One of the easiest ways to stay well is to ensure you are eating a wide variety of foods to give you enough vitamins and other key nutrients, this helps to ensure that your immune system stays fighting fit. Some of the key vitamins and nutrients your want to ensure your body is getting are -

Vitamin C - If you drink a 150ml glass of orange juice per day (can be fresh or from concentrate, nutritionally they are exactly the same), this can be counted as one of your five-a-day and it gives the full daily quota of vitamin C that your body needs. Sian Porter, Registered Dietitian says “Conveniently, pure orange juice is also a source of the B-vitamin folate, needed for white blood cells (that protect the body against infectious disease) to rapidly reproduce.” So this small, easy to drink and delicious glass of orange juice is a real winner.

Iron - If you start to feel tired and worn out then your iron levels might be low and you should be eating more leafy green vegetables like spinach, red meat, liver, beans and pulses, fortified breakfast cereals and sardine. Oh and I bet you didn't know that raisins and pistachios are also a great source of iron, so it doesn't have to be unpleasant to get your recommended quota.

Zinc - Zinc is really important for a healthy immune system and whilst it can be hard to detect a deficiency, you'll certainly have a good idea if you keep getting infections.
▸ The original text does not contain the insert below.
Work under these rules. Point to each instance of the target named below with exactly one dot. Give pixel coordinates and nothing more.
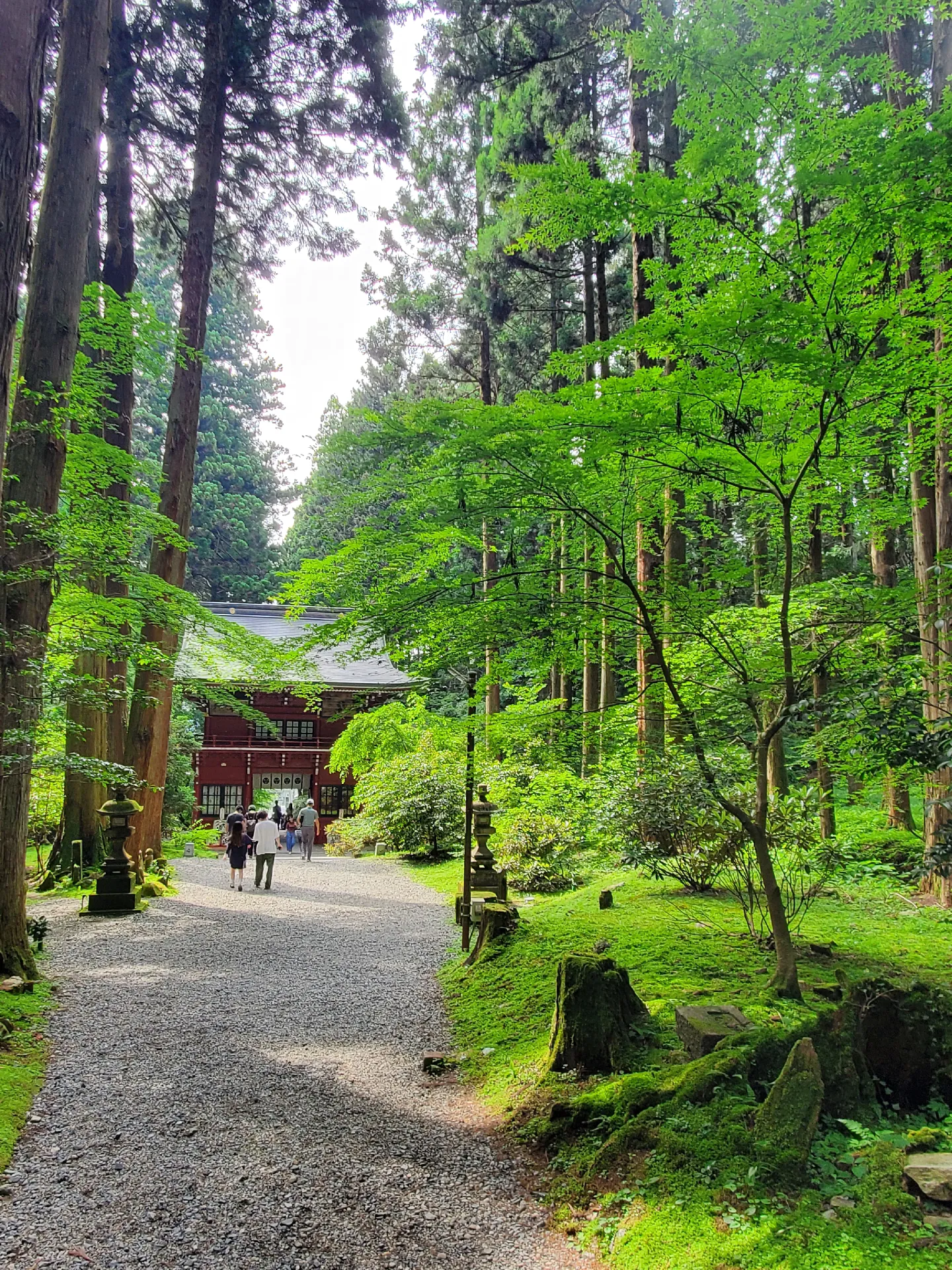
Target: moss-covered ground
(23, 1054)
(672, 1208)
Sian Porter says: “When winter creeps in, it’s tempting to snack on comfort foods like biscuits and chocolate but if you snack on a handful (about 28g) of nuts like almonds, they are a good source of zinc.”
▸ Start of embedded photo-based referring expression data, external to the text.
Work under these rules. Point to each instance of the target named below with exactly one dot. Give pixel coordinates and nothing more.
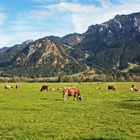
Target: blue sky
(21, 20)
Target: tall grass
(28, 114)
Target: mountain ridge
(107, 48)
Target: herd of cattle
(71, 90)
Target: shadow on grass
(93, 138)
(132, 104)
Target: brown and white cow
(133, 88)
(44, 88)
(111, 88)
(8, 87)
(71, 91)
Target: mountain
(113, 46)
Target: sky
(21, 20)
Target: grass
(28, 114)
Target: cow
(44, 88)
(111, 88)
(97, 88)
(17, 87)
(71, 91)
(133, 88)
(8, 87)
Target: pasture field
(28, 114)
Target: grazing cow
(71, 91)
(17, 87)
(133, 88)
(44, 88)
(8, 87)
(98, 88)
(111, 88)
(51, 89)
(59, 89)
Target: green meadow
(28, 114)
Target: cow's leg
(74, 98)
(65, 97)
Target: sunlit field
(28, 114)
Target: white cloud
(85, 15)
(62, 18)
Super Foods Image courtesy of Shutterstock

Selenium - If I'm honest I hadn't even heard of selenium before and only a small amount is needed each day but nevertheless it plays a key role in your metabolism and also has excellent antioxidant properties. Mushrooms are a really good source and are of course fantastic to throw into your winter casserole.

Beta-Carotene (Vitamin A) - Sian says: “As well the part of our immune system known as ‘innate immunity’, the body also has processes in place called ‘adaptive immunity’ which is when the body recognises a virus it has encountered before and initiates a response. Vitamin A (the body converts beta-carotene into vitamin A) is needed for the development of cells which carry out this response. Adding veg rich in beta-carotene like carrots and red peppers will brighten up your winter dishes and boost your bet-carotene.”

Vitamin D - Of course with less sunlight and exposure to the sun during the winter months it is even more important than ever that we consume enough vitamin D, but the good news is that there are plenty of healthy natural food sources of vitamin D, like salmon, sardines, herrings and tuna. As well as foods fortified with it like bread and breakfast cereals.

Vitamin B12 - Most B vitamins are easily found in a balanced diet but Vitamin B12 can be a different story. It helps your body produce DNA and red blood cells, supports your immune system, and encourages healthy nerve function and it is found naturally only in animal sources. Foods to eat that are high in vitamin B12 are fish like salmon, trout and tuna, red meat and diary produce.


As well as the foods mentioned above there are some fabulous foods with amazing healing properties that it is wise to include in your regular diet too.

Ginger - Ginger can be consumed raw, cooked into curries and soups or ground as powder, it has been used for centuries and there is all sorts of claims and evidence to suggest that it can help aid digestion, ease pain and fight the common cold and flu.

Bee on Manuka Flower image courtesy of Shutterstock

Manuka Honey - This very special honey is produced in New Zealand by the bees that pollinate the manuka bush. There are many documented benefits such as healing sore throats and easing digestive problems.

Quinoa - This super grain is similar to couscous in many ways but it is the only grain to have all nine essential amino acids that our bodies can't produce themselves (1) and it is super packed with protein too.

To be honest nature is an amazing provider of all we need and as long as you are filling your plate with a whole rainbow of coloured foods you probably won't go far wrong. Steer clear of of all those processed and pre-packaged foods and take time to enjoy eating well to feed your body. And yes, this is me preaching to myself as I really need to head this advice.